I Still use ed periodically. Less often, but sometimes.
Sometimes, its for nostalgia. It never lasts. The past isn't as rosy
as we like to think it was. You have to be very confident you know
what your doing, to not wind up saying p a lot, to "see" it. It
demands you think.
Sometimes, it's for functionality. You kind of know you could do this
in sed, but, you aren't 100% sure, ed means you can "look" at some
/match lines and then craft the s/pat/repl/ and wq and go home. Thats
kind of using p too.
Sometimes, it's for expediency. You stuffed up. Nothing else seems to
work. This editor works. Hammer, screw.. good enough. Ed can cope with
very large data better than some alternatives. Less litter. I hate
finding .swp files and vi -r is frankly disgusting. Its indeterminite
what it is r(ecovering) from. don't get me started on #file or file~
trash either.
I loved ed, and I lived in ed far more than ex/vi until about 1985/6
when something flipped. I think its possible, that vi muscle memory
took over, and jove/gosmacs/emacs became too confusing (I had flirted
with this but not coding LISP made it silly, I was really only using
the keystroke-recording macro to do dirty edits by "yea, same as the
last time" tricks)
Mike Lesk showed me MGR. I actually got really depressed at that
point. I felt like I'd been working under a rock, not understanding
what was possible. Sunview kind of also sucked me in, with an emphasis
on Sucked because it did. Not really about the editor, but the whole
"ok THIS is what efficient looks like" combined with tiling and other
things, it just made ed sort-of walk into the background a bit. Hard
to focus when you're being offered a vision of 4D hypercube projected
onto a 2D surface. I didn't stick on MGR. It was too off-beam of what
other people around me were doing. I was asked if I could fix some
minor nits in it, thats when I realised I lacked fundamental clue (it
is also why I seem to be the only person I know who doesn't totally
hate the idea of the google 'be this smart to enter' testing: It
obviously DOES work to weed some people out)
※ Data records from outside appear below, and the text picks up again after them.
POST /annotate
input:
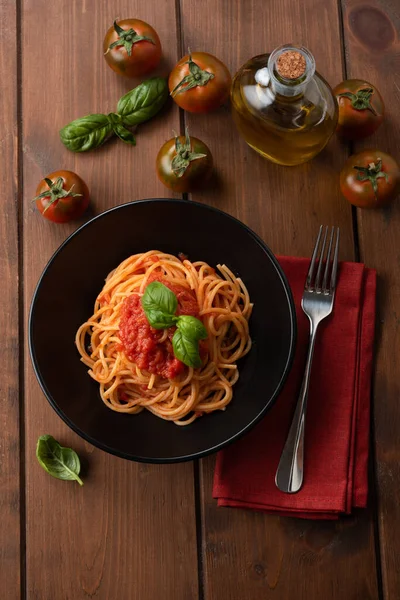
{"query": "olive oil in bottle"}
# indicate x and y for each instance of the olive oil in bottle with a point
(282, 107)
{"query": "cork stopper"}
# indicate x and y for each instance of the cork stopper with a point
(291, 64)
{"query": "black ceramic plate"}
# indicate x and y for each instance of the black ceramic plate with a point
(64, 299)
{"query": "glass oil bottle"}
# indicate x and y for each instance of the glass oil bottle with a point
(282, 107)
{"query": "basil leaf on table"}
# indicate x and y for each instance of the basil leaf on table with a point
(62, 463)
(158, 297)
(86, 133)
(186, 349)
(191, 328)
(159, 319)
(143, 102)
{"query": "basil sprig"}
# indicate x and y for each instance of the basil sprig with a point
(59, 462)
(135, 107)
(159, 304)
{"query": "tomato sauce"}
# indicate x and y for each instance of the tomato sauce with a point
(141, 342)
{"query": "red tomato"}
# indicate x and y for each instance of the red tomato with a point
(132, 47)
(370, 179)
(184, 163)
(361, 109)
(62, 196)
(199, 82)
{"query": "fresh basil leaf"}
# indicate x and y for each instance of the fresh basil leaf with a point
(186, 350)
(86, 133)
(158, 297)
(159, 319)
(62, 463)
(143, 102)
(124, 134)
(191, 327)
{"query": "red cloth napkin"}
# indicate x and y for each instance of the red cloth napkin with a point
(338, 413)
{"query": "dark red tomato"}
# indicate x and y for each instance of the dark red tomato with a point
(361, 109)
(141, 342)
(200, 82)
(132, 47)
(370, 179)
(184, 164)
(62, 196)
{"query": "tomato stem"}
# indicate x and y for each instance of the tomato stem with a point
(127, 38)
(197, 78)
(361, 100)
(372, 173)
(184, 155)
(55, 192)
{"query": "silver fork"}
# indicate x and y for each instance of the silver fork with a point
(317, 303)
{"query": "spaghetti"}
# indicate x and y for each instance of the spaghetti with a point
(134, 363)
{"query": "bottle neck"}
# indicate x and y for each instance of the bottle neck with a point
(290, 69)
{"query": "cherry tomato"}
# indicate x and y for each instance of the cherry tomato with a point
(184, 163)
(361, 109)
(200, 82)
(370, 179)
(62, 196)
(132, 47)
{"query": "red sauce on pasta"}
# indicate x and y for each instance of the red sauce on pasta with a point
(141, 342)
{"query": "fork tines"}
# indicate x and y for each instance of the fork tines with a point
(324, 263)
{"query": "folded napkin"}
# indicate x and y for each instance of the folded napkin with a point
(338, 413)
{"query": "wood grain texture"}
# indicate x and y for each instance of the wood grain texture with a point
(247, 554)
(9, 382)
(129, 533)
(372, 33)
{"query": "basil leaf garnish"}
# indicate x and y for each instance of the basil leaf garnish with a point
(160, 304)
(191, 327)
(86, 133)
(158, 297)
(62, 463)
(186, 349)
(143, 102)
(159, 319)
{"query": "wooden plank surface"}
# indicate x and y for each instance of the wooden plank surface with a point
(129, 533)
(372, 33)
(10, 503)
(248, 554)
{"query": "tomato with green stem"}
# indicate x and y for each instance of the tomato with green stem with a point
(200, 82)
(62, 196)
(132, 47)
(361, 109)
(184, 163)
(370, 179)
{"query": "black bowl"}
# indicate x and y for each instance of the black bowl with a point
(64, 299)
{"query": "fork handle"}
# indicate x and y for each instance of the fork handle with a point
(289, 475)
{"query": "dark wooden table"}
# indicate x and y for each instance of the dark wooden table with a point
(142, 532)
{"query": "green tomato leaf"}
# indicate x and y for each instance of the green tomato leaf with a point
(62, 463)
(186, 349)
(159, 319)
(143, 102)
(157, 297)
(191, 328)
(86, 133)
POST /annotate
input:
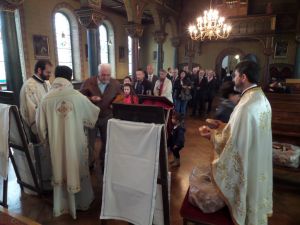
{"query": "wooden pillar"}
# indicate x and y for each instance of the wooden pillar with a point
(297, 61)
(175, 43)
(191, 54)
(91, 18)
(11, 53)
(268, 52)
(135, 31)
(160, 37)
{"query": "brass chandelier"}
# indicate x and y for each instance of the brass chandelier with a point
(209, 26)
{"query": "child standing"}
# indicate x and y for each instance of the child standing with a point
(129, 96)
(176, 138)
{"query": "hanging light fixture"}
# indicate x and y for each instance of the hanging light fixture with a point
(210, 26)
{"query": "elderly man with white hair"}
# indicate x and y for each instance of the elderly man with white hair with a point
(102, 90)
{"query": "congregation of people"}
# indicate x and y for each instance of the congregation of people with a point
(57, 115)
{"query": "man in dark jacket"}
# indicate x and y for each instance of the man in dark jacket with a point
(101, 90)
(150, 76)
(200, 89)
(142, 86)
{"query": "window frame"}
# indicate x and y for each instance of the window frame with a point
(107, 38)
(72, 41)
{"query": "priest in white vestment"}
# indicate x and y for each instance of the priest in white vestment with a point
(32, 93)
(242, 166)
(163, 86)
(61, 118)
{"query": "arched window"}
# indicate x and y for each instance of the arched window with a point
(104, 44)
(63, 40)
(2, 64)
(129, 55)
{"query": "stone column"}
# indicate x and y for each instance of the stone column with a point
(175, 43)
(160, 37)
(297, 62)
(90, 18)
(135, 31)
(12, 60)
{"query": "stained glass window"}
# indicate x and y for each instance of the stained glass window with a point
(104, 48)
(63, 40)
(2, 64)
(130, 55)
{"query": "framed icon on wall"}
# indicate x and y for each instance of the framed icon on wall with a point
(41, 46)
(281, 49)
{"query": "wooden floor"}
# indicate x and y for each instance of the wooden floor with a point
(196, 152)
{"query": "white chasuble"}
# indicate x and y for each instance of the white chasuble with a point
(31, 95)
(243, 169)
(61, 118)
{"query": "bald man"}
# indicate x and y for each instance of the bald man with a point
(102, 90)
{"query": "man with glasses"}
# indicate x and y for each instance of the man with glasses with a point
(101, 90)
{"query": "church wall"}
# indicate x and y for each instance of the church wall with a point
(291, 51)
(38, 19)
(168, 49)
(148, 47)
(121, 40)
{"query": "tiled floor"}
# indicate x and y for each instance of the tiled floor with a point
(196, 152)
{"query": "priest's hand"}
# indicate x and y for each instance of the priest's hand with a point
(205, 131)
(95, 99)
(214, 124)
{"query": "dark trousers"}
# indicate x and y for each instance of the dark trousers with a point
(210, 98)
(175, 151)
(101, 126)
(198, 101)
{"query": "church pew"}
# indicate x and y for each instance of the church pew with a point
(285, 128)
(7, 97)
(286, 118)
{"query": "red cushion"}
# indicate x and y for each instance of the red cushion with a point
(189, 212)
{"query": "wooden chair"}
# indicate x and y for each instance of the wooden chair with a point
(191, 214)
(18, 142)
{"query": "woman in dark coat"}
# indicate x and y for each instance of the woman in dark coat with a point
(211, 89)
(230, 98)
(182, 92)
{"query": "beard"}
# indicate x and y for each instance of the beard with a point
(238, 87)
(44, 77)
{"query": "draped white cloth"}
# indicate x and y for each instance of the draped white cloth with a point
(131, 169)
(243, 170)
(61, 118)
(31, 95)
(4, 138)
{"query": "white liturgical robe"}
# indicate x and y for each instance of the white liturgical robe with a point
(243, 170)
(31, 95)
(61, 118)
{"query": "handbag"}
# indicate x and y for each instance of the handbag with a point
(203, 193)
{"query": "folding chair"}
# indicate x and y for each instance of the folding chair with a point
(18, 144)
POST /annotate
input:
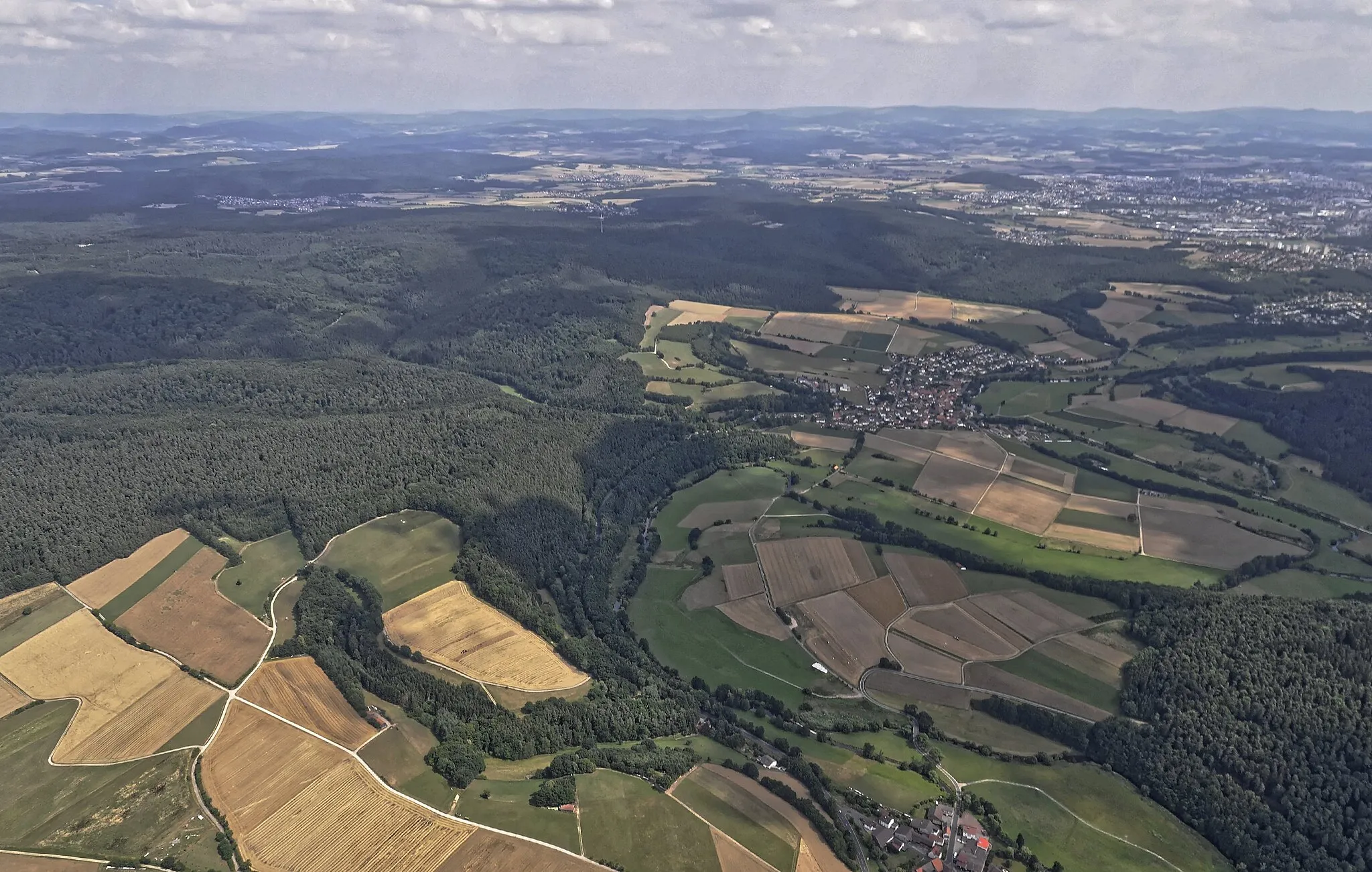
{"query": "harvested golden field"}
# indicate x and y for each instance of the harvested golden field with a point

Socialised aspects of "what editor do you use" can't be
under-estimated, for anyone who is essentially using tools not writing
them. If you wrote an editor, you probably got to the right place
faster. If you use one, you wind up being 10 years in before you ask
yourself "how does infinite undo work really" and learn about things
like Merkle trees or whatever. Editors do a lot.